Cardoso promised Nigerians improved economic fortunes in 2025 while addressing the Senate Committee on Banking, Insurance, and Other Financial Institutions yesterday in Abuja at the presentation of the performance index report.

Cardoso stated: “External Reserves rose from $ 38.35 billion it was on September 30, 2024, to $ 42.01 billion as of December 12, 2024”.

He clarified that third-party receipts in Q3 2024 and revenues from taxes connected to crude oil were the main drivers of the rise in foreign reserves during the specified time.

“We saw remarkable improvements in our trade balance and maintained a current account surplus,” he added.
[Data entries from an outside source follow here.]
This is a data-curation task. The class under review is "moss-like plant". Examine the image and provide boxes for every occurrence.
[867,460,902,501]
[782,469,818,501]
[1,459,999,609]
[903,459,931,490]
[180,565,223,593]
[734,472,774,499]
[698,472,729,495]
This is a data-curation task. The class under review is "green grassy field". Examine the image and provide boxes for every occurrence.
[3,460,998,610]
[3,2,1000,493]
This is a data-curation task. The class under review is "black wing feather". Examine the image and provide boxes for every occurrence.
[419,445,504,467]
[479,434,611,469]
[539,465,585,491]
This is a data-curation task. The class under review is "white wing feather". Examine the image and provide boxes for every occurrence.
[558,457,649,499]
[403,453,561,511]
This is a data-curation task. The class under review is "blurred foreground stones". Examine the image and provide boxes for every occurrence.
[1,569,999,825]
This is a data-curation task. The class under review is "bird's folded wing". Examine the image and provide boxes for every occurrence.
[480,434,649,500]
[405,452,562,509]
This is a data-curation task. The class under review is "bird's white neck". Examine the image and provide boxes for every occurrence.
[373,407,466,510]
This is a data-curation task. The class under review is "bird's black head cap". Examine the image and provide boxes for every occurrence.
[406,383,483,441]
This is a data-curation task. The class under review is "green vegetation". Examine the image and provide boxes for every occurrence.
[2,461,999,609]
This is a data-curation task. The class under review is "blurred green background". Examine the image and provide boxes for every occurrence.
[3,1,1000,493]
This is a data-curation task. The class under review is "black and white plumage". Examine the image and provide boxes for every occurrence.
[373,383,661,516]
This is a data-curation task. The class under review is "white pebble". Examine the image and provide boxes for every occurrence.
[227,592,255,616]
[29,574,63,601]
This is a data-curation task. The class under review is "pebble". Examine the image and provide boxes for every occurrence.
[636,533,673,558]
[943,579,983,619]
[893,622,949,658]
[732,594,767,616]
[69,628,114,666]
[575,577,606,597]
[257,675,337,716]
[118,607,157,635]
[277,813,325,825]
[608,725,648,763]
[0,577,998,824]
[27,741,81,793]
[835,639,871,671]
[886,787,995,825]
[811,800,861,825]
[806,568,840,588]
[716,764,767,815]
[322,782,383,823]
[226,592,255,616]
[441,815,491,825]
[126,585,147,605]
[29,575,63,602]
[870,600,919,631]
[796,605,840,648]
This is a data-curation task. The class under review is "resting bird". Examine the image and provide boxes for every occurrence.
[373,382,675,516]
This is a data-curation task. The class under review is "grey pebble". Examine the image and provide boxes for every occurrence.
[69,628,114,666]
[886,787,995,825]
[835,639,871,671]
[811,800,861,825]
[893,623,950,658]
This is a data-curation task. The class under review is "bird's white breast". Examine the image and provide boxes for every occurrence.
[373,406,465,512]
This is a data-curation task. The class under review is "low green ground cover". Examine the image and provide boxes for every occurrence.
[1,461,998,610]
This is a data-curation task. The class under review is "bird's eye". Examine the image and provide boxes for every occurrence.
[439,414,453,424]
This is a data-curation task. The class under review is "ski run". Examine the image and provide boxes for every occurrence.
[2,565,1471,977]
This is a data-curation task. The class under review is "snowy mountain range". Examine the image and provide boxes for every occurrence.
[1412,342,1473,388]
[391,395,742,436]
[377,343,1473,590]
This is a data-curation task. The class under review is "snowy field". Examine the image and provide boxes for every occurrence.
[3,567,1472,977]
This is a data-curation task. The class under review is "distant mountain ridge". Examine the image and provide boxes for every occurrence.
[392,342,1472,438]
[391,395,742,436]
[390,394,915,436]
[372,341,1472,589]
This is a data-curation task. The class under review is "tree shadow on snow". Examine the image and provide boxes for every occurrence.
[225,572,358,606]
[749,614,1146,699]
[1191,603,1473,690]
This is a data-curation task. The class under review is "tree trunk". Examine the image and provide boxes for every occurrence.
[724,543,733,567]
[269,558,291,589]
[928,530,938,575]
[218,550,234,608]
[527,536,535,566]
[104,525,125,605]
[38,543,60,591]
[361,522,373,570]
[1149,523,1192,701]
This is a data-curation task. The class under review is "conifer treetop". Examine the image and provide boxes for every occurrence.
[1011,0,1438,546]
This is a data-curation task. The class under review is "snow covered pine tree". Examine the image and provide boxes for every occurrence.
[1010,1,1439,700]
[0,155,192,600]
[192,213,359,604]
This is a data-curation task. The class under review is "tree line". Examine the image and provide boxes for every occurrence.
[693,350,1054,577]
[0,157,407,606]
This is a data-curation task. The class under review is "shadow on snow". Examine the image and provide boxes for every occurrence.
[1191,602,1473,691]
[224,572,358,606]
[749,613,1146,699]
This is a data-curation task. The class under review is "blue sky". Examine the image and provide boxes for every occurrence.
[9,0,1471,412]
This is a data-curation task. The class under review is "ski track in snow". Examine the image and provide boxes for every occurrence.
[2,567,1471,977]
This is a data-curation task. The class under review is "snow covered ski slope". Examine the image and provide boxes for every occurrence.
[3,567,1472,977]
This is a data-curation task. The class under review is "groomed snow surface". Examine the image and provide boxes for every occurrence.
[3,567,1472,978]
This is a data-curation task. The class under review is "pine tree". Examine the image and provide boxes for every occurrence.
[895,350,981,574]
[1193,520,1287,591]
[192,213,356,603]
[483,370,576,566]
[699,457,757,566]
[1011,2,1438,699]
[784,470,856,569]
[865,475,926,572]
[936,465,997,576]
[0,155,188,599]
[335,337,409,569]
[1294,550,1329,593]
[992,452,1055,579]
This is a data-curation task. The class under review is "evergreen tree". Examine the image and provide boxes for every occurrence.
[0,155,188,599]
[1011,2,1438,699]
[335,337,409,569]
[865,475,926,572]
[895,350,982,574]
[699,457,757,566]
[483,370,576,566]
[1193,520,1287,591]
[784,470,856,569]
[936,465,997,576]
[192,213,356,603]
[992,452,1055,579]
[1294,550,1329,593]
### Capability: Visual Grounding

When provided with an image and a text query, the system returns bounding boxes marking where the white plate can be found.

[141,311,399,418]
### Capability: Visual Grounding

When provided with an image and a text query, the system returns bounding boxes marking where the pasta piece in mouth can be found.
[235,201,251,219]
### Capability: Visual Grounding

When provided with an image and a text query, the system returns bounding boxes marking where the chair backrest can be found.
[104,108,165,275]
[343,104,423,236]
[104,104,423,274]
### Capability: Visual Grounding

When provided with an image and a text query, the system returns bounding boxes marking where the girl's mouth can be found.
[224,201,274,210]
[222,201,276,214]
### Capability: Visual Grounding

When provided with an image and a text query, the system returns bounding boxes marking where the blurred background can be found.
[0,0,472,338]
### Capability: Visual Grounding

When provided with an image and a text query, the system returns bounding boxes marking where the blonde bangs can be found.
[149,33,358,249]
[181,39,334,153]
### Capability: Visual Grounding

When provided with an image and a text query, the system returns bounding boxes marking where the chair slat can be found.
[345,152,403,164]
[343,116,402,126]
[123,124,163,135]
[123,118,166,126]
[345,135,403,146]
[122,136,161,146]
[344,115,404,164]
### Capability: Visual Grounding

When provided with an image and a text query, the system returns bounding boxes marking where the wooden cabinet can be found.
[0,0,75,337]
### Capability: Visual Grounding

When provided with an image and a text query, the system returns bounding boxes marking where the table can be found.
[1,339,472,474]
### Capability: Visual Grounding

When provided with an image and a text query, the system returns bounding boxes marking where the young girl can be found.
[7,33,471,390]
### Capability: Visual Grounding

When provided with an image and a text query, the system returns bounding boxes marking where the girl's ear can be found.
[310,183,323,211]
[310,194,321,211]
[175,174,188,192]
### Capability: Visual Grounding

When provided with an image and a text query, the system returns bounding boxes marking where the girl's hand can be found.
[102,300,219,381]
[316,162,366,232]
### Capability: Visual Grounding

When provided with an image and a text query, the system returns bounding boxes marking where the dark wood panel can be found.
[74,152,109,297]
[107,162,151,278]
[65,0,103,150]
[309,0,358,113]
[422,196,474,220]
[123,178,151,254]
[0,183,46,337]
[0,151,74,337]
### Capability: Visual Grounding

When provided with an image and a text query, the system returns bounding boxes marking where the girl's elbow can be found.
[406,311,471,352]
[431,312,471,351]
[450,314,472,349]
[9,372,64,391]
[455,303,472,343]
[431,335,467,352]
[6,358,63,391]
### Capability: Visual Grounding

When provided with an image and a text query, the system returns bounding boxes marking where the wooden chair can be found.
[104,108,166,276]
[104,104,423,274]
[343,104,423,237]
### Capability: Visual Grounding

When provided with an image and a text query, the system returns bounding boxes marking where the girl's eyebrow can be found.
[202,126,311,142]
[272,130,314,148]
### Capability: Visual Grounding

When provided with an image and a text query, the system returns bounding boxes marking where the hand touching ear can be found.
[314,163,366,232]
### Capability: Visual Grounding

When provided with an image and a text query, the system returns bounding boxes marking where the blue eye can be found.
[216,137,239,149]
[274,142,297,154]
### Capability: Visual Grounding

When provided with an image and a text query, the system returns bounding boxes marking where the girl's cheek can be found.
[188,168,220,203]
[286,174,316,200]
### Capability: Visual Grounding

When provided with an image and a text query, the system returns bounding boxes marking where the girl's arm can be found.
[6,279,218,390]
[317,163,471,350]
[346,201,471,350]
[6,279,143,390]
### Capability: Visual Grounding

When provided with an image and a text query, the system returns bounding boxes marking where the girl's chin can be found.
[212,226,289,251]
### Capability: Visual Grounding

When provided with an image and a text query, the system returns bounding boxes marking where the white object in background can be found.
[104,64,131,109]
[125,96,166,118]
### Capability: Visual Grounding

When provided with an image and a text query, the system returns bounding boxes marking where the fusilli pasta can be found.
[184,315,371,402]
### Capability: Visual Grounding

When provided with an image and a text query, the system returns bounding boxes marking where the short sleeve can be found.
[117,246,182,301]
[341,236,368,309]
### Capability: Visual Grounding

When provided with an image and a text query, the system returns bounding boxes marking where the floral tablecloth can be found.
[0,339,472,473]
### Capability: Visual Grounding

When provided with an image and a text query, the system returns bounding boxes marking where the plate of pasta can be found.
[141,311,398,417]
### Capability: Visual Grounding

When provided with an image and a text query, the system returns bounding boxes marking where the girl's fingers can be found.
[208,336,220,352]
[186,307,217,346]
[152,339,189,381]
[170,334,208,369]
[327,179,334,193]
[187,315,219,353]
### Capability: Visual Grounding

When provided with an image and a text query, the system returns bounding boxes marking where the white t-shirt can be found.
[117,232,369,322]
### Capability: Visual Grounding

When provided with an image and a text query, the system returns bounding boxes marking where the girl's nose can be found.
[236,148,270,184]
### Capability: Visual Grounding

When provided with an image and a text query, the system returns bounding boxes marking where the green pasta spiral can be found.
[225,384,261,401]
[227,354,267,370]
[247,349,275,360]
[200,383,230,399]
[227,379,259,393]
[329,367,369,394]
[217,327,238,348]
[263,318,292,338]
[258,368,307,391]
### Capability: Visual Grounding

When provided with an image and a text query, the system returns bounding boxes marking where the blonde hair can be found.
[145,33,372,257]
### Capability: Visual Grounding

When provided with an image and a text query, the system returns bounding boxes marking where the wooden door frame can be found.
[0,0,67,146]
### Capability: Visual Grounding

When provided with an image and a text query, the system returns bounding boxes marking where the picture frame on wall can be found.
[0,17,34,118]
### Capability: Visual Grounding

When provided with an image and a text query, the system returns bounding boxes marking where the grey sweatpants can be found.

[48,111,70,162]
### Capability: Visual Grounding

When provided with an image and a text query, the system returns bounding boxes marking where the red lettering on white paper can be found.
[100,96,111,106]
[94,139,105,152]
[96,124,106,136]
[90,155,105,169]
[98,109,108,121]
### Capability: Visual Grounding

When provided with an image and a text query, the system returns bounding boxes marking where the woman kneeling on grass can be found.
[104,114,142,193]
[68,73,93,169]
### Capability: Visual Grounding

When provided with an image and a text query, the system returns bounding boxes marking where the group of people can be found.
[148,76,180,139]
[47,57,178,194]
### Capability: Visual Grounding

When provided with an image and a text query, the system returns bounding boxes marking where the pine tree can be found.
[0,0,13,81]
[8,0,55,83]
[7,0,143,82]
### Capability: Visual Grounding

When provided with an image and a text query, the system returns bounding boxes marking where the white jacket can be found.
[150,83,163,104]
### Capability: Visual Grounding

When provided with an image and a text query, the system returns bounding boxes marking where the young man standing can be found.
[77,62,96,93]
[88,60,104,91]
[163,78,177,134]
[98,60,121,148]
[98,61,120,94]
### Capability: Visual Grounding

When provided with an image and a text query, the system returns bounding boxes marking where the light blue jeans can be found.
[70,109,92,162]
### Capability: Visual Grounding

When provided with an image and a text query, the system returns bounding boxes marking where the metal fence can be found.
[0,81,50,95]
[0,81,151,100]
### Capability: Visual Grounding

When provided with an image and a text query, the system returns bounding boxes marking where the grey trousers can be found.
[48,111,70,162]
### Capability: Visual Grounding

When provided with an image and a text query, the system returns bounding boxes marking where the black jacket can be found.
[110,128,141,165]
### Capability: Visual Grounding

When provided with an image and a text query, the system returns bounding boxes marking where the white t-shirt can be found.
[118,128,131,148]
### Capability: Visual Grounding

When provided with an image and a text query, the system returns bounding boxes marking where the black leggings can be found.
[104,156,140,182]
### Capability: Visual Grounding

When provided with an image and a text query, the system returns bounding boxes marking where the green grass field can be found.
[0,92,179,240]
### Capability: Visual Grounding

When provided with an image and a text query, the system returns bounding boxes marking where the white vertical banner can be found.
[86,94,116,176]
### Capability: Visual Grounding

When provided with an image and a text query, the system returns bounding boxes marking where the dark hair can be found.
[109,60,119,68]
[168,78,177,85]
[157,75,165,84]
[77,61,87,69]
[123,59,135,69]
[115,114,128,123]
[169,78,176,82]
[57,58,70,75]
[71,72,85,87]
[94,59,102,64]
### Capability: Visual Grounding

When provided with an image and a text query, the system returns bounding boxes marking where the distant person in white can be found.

“Our external reserves level can finance over 9.09 months of import of goods and services or 13.91 months only, higher than the international benchmark of 3.0 months and a robust buffer against shocks”.

On cash shortage, the CBN boss reiterated the N150 million fine against any branch of banks caught illegally distributing new Naira notes to currency hawkers and unscrupulous elements and said the Nigerian economy will improve in 2025 through policies and measures.

He predicted a stronger economic future: “Despite our economy’s challenges, there are clear reasons for optimism.

“The gradual stabilization of the forex market, ongoing banking sector recapitalization, and positive growth trends in key sectors, especially the services sector, indicate a path toward recovery and stability.”